Mobile phone
Almost a third of Korean teenaged mobile users are defined as 'addicts'

Korea becoming a nation of phone junkies

Addicted teens suffer stress and hallucinations, mobile phone research finds

Written by Simon Burns

South Korean teenagers are so attached to their mobile phones that some researchers are classifying them as 'addicts', according to recent reports.

Almost a third are obsessed with their phones to the point that they sometimes imagine hearing them ringing when they are not.

Forty per cent send over 1,000 text messages every month, and a similar percentage of students say they habitually send or receive text messages or play games during classes.

These and other findings are contained in a survey of 1,100 mobile phone users, aged 14 to 19, which was carried out last month by Korea's Far East University on behalf of the country's Ministry of Communication

According to the survey, a fifth refused to be parted from their phones even while bathing.

Mobile games, played by 40 per cent of Koreans, are also causing concern. One 22 year-old university student told a local newspaper that he played games on his phone three to four hours a day and that during classes he and many of his classmates sat at the back of the class surreptitiously playing.

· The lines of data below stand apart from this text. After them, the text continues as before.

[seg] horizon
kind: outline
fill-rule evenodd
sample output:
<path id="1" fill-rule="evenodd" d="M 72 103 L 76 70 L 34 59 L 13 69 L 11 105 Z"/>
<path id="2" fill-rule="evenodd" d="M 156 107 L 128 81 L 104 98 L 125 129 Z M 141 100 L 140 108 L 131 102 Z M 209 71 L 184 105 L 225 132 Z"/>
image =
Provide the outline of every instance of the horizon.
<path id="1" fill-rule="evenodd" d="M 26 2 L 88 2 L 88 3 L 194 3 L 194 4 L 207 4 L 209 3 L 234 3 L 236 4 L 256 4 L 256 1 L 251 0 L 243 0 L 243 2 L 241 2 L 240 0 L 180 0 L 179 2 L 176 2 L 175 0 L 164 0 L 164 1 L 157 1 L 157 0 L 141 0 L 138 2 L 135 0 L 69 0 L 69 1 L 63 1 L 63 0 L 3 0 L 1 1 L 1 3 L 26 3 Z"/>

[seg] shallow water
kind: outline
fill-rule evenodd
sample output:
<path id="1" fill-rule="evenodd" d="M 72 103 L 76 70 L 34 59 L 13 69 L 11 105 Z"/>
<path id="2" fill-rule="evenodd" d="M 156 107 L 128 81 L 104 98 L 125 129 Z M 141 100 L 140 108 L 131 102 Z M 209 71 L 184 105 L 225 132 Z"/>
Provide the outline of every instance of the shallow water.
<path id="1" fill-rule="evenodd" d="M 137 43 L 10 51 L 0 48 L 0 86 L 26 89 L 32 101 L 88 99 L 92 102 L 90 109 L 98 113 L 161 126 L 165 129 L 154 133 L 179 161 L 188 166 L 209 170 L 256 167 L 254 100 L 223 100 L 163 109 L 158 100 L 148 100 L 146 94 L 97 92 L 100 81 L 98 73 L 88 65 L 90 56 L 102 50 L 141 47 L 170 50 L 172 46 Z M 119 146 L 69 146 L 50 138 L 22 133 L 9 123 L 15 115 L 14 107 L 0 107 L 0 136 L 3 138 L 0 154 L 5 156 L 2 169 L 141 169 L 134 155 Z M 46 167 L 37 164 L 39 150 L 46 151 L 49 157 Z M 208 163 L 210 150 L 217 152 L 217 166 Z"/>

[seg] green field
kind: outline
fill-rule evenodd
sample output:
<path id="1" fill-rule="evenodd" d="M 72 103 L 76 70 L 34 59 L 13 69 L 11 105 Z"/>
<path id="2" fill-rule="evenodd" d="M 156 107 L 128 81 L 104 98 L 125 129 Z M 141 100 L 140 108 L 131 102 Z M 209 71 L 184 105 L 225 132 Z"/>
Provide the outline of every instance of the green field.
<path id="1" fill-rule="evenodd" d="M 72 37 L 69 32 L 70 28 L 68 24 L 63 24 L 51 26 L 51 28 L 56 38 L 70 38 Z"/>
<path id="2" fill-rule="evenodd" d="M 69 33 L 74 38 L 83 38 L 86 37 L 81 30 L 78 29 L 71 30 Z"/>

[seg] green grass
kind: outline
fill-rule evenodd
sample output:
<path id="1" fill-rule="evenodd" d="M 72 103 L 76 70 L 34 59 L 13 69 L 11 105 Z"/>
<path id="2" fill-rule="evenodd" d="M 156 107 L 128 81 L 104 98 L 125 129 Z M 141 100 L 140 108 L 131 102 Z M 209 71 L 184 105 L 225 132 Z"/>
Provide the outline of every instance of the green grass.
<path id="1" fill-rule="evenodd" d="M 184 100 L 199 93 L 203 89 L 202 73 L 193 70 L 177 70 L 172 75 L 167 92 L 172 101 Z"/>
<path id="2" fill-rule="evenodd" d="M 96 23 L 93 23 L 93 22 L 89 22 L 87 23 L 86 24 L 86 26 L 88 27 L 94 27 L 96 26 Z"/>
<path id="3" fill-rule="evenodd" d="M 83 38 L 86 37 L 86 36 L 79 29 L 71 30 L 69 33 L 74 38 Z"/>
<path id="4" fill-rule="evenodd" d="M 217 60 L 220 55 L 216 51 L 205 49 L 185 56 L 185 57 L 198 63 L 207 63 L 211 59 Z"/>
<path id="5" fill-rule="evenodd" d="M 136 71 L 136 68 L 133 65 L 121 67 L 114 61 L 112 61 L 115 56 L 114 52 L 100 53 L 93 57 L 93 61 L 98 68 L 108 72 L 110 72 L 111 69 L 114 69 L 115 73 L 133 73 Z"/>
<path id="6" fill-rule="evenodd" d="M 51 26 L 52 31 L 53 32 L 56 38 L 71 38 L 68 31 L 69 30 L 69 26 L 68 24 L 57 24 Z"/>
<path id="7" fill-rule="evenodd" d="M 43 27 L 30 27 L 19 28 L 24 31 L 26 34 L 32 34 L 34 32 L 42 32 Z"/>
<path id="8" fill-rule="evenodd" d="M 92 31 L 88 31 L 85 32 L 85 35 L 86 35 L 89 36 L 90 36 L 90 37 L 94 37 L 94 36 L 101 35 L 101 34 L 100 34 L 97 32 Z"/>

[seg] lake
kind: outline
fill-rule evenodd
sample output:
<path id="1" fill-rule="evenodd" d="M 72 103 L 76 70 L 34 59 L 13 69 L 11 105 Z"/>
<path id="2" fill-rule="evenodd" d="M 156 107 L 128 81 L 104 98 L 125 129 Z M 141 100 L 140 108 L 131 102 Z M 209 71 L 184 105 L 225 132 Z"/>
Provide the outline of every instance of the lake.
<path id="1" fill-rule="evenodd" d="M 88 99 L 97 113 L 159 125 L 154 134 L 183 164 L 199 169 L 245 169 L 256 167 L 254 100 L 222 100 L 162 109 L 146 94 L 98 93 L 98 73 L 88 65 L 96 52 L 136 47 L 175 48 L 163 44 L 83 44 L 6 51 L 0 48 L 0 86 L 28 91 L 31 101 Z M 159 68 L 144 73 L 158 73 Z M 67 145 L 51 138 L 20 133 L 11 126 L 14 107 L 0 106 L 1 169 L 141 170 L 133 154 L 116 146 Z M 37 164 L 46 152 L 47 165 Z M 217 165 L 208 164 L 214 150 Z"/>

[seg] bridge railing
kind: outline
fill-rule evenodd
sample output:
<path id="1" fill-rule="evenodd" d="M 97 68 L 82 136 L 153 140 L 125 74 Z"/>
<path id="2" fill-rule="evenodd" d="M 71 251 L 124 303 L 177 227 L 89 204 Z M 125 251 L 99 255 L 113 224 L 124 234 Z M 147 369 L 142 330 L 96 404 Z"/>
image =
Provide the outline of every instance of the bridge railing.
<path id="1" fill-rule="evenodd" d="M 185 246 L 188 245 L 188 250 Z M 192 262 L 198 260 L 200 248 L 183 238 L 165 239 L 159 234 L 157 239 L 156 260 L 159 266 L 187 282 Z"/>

Another said that he kept one phone for calls, and one for games. A 27-year-old office worker interviewed said that he sneaked into the office toilets to play mobile games four or five times a day.

A third of the survey respondents reported auditory hallucinations, for example 'hearing' their phone ringing when it is not. "Even though I set my cellphone to vibrate when calls come in, I sometimes hear my phone ringing," a female high-school student told the JoongAng Daily

Young people in South Korea are among the most wired in the world. Almost 80 per cent of the country's 48 million people have mobile phones, according to Jong In Yang, an analyst with Korea Investment and Securities

Among teenagers, owning a mobile phone is seen as essential to having a normal social life; mobile device ownership is heavily concentrated in the hands of the under-40s, earlier research has shown.